Yellow ochre for the trees . . . some phthalo blue, titanium white. Bryant turned another glance back at the clouds.
Perhaps a bottle of charcoal black, too.
___________________________________________________
"—Well, I'll certainly have to bring them around, one of these days! I see a wall that looks awfully bare."
"Sounds like a plan, Mr. S! Can't wait to see it!"
"So long, Samantha. Try not to get caught in this weather—close early, if you can."
Bryant waved farewell to the store clerk, and shouldered his bag full of paints.
He proceeded back down the street, out of the dim little plaza, past a few deserted residences. Given the surrounding area, he was half-convinced that the paint shop got by largely through his patronage. Even now, he could hear the makings of another street brawl, somewhere in the surrounding maze of streets. Voices were raised, and the clash of metal against metal pealed out above the buildings.
Bryant turned the corner to the sight of a gathering crowd—all red-clad youths, huddled together on the far end of the street. One shouted with the grandstanding air of a leader, at a poor boy clutching his face in pain. The Kismet gangs were, to Bryant's mind, little more than a negative outlet for teenage energy...

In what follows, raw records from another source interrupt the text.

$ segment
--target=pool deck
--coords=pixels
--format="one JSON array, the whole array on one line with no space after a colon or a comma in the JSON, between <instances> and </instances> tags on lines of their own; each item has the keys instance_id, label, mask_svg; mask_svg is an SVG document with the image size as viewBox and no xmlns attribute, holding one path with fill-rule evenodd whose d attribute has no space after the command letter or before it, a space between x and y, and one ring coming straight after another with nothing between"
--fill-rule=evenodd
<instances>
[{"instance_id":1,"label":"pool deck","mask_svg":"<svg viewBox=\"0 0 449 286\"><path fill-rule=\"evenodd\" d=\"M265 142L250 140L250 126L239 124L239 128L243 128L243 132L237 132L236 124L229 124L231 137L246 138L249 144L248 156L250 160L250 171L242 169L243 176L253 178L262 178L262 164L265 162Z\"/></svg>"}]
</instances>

...but he saw a sliver of green betwixt the red shirts and bandanas: Chizuma, a girl with whom he had chatted on several occasions on the way to the grocer. He knew from those few conversations that she and her friends were far from violent criminals. But seven-to-one odds wouldn't favor even a hardened felon.
No good will come of it . . . but, come evening, we'll all have more important things to worry about. Bryant started off in their direction.
He reached into his bag blindly, and retrieved a tube of paint.
Charcoal black.
With the graceful clumsiness of a stage actor, Bryant let the tube slide out of his hand, across the dry pavement. It landed squarely between the legs of a crimson-clad youth, giving cause for all of them to look back down the street.
"Oh! I'm sorry about that," he called out. "Would you mind tossing that back to me, son? I'd like to stash all this away before the storm hits." His tone was light and chatty, as always. Not once did it verge into anything approaching reprimand—or even an awareness of what was taking place.